A couple weeks ago, ProPublica published a follow-up (and I’ll note that it misunderstood then what Utah was doing and it continues to misunderstand, but that was my previous post). The Biden administration is proposing a rule change that would tamp down on both what Utah was doing and other problematic behavior by other states, some of which were spending TANF funds on things that didn’t support poor families and keep them together.

So would the rule change be good or bad for Utah’s poor? Honestly, it depends. It depends entirely on how the Utah legislature responds to the change.

The numbers I’ve seen are a couple years old, but let’s go with them: Utah needs to spend $25 million and, if it does, it gets $75 million from the federal government. But if it underspent by $75 million over 10 years, that means it’s been counting about $7.5 million of LDS service and aid toward its minimum spending. So it’s been spending about $17.5 million.

Now TANF isn’t my area of expertise, but if I’m reading the statute correctly, the penalty on a state that doesn’t meet its minimum level of spending is to reduce the next year’s federal block grant by the amount of underspending. So let’s game this out at two extremes, in both cases assuming that LDS spending and service remains constant.

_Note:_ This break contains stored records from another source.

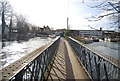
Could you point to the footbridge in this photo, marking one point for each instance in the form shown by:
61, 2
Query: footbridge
61, 60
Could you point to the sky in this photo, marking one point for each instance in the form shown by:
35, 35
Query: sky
54, 13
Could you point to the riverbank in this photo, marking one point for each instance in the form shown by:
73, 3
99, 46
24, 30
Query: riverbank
14, 50
108, 48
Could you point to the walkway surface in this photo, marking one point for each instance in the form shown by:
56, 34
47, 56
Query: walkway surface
66, 65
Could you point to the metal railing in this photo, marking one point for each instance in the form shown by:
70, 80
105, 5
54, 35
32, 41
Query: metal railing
97, 66
33, 68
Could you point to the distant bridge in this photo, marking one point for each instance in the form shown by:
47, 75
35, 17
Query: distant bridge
62, 60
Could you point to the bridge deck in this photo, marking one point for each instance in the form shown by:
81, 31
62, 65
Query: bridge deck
66, 65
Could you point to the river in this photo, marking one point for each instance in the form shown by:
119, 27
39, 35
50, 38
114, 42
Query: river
14, 50
108, 48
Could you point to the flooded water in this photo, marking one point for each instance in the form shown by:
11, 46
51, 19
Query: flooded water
14, 50
108, 48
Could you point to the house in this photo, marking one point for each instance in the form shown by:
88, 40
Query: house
91, 33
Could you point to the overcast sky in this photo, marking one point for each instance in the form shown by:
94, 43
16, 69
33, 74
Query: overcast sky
54, 13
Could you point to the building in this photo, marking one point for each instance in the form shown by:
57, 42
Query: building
91, 33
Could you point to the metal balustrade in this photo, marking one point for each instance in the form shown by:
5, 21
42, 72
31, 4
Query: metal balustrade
33, 67
97, 66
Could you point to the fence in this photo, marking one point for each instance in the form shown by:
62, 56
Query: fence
34, 68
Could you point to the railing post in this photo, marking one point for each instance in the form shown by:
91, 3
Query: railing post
106, 74
19, 76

If Utah increases its spending to the minimum required, Utah’s poor benefit. Previously, Utah spent $17.5 million and the federal government contributed $75 million. That means a total TANF spending in the state of $92.5 million. But if the Utah legislature hits its minimum spending amount, the total spending will by $100 million. That’s an extra $7.5 million to help address the effects of poverty. That is real money that can do real good.

But if Utah keeps its spending steady, then it loses $7.5 million of the federal block grant. Instead of the $92.5 million the state currently gets to spend, it will have $85 million; Utah’s TANF recipients will lose $7.5 million that is currently available to them.

Of course, there are intermediate possibilities. Utah could increase its spending by more than nothing, but less than $7.5 million, reducing the amount by which the matching grant falls. But that, like fully spending the minimum amount, requires some legislative (and probably executive) action. Assuming the rule changes go into effect, maintaining the status quo means Utah’s poor suffer. And so it’s critical that the legislature act, to help the poor and receive the maximum federal grant available.